BEDboss - BEDbase: a unified platform for genomic regions

A command-line tool and Python package for managing and processing genomic interval region files and bedsets in BEDbase. BEDboss is highly related to BEDbase, nevertheless, it can be used as a standalone tool for calculating statistics, converting files, and verifying the quality of BED files.

💿 Installation

To install bedboss use this command:

pip install bedboss

or install the latest version from the GitHub repository:

pip install git+https://github.com/databio/bedboss.git

💻 CLI usage:

Command line documentation is available here: 📑 CLI usage

📑 BEDbase configuration file

To run most of the pipelines, you need to create a BEDbase configuration file.

How to create a BEDbase configuration file is described in the configuration section.

🗃️ Main components:

1) bedmaker - pipeline to convert various genomic interval file types into BED format and bigBed format.
2) bedqc - quality assessment pipeline of bed files
3) bedstat - pipeline for obtaining statistics about bed files.
4) bedbuncher - pipeline for grouping bed files in collections and calculation statistics about them.
5) bedclassifier - scripts for classifying bed files based on their columns.
6) refgenome_validator - pipeline for validating the reference genome of the bed files.
7) bbuploader - pipeline for uploading bed files from GEO database to the BEDbase database and processing them.

Mainly pipelines are intended to be run from command line but nevertheless, they are also available as a python functions, so that user can use them independently.

📦 BEDboss dependencies

Before running any of the pipelines, you need to install the required dependencies.

To check if all dependencies are installed, you can run the following command:

bedboss check-requirements

To install all R dependencies, you can run the following command:

bedboss install-requirements

Additionally, sometimes you would need to have UCSC tools installed on your system. To install UCSC tools, follow initial instructions from the UCSC website.

ℹ️ Sort information about the pipelines:

- bedmaker

Bedmaker can convert different interval region set files to BED and bigBed format, cache it using Geniml bbclient.

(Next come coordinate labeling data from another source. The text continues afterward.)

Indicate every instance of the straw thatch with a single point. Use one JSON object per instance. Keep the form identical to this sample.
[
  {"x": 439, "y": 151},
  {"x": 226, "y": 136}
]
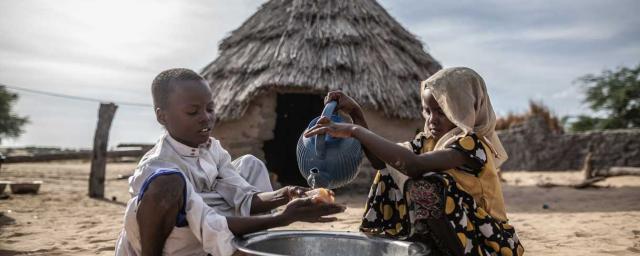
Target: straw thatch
[{"x": 315, "y": 46}]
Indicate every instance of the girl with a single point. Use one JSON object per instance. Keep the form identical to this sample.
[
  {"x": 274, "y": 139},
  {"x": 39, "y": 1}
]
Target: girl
[{"x": 444, "y": 190}]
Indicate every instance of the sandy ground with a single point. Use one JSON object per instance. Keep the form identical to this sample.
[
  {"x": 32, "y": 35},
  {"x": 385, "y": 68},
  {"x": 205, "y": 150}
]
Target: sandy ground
[{"x": 62, "y": 220}]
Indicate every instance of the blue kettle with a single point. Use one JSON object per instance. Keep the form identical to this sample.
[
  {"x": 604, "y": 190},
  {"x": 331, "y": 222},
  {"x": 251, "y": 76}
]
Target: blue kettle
[{"x": 325, "y": 161}]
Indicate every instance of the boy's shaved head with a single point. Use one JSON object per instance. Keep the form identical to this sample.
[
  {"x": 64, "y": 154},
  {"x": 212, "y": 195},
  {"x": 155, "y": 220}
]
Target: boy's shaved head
[{"x": 161, "y": 86}]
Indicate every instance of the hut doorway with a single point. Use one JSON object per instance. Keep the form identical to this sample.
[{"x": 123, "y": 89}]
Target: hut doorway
[{"x": 294, "y": 112}]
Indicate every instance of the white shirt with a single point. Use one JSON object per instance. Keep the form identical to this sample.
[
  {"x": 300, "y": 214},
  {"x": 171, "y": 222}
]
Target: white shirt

Supported formats are: - bedGraph - bigBed - bigWig - wig

- bedqc

Evaluates bed files if statistically they are correct, and if they should be included in the downstream analysis. Currently, it flags bed files that are larger than 2G, has over 5 milliom regions, and/or has mean region width less than 10 bp. This threshold can be changed in bedqc function arguments.

- bedstat

Pipeline for obtaining statistics about bed files. Statistics include:

GC content.The average GC content of the region set.
Number of regions. The total number of regions in the BED file.
Median TSS distance. The median absolute distance to the Transcription Start Sites (TSS)
Mean region width. The average region width of the region set.
Exon percentage. The percentage of the regions in the BED file that are annotated as exon.
Intron percentage. The percentage of the regions in the BED file that are annotated as intron.
Promoter proc percentage. The percentage of the regions in the BED file that are annotated as promoter-prox.
Intergenic percentage. The percentage of the regions in the BED file that are annotated as intergenic.
Promoter core percentage. The percentage of the regions in the BED file that are annotated as promoter-core.
5' UTR percentage. The percentage of the regions in the BED file that are annotated as 5'-UTR.
3' UTR percentage. The percentage of the regions in the BED file that are annotated as 3'-UTR.

- bedbuncher

Pipeline designed to create bedsets (collections of BED files) that will be retrieved from bedbase.

Example bedsets:

Bed files from the AML database.
Bed files from the Excluderanges database.
Bed files from the LOLA database http://lolaweb.databio.org/

*This pipeline is available only in for bedbase processing, and can't be use as a standalone tool.

- bedclassifier

Pipeline for classifying bed files based on their columns. The example output of the bedclassifier is bed_format: nerrowopeak/broadpeak/bed and bed_type: bed3+5.

- refgenome_validator

Pipeline for validating the reference genome of the bed files. It is standalone tool, and can be used independently. It tries to validate and predict the reference genome of the bed files. by comparing the regions in the bed file with the reference genome. It produces the ranking of the reference genomes where 1 is the best match and 4 is the worst match.

- bbuploader (correct name GEO uploader)

Module for uploading bed files from GEO database to the BEDbase database and processing them. Data for uploading files are taken from the PEPhub database, where all GEO metadata is stored.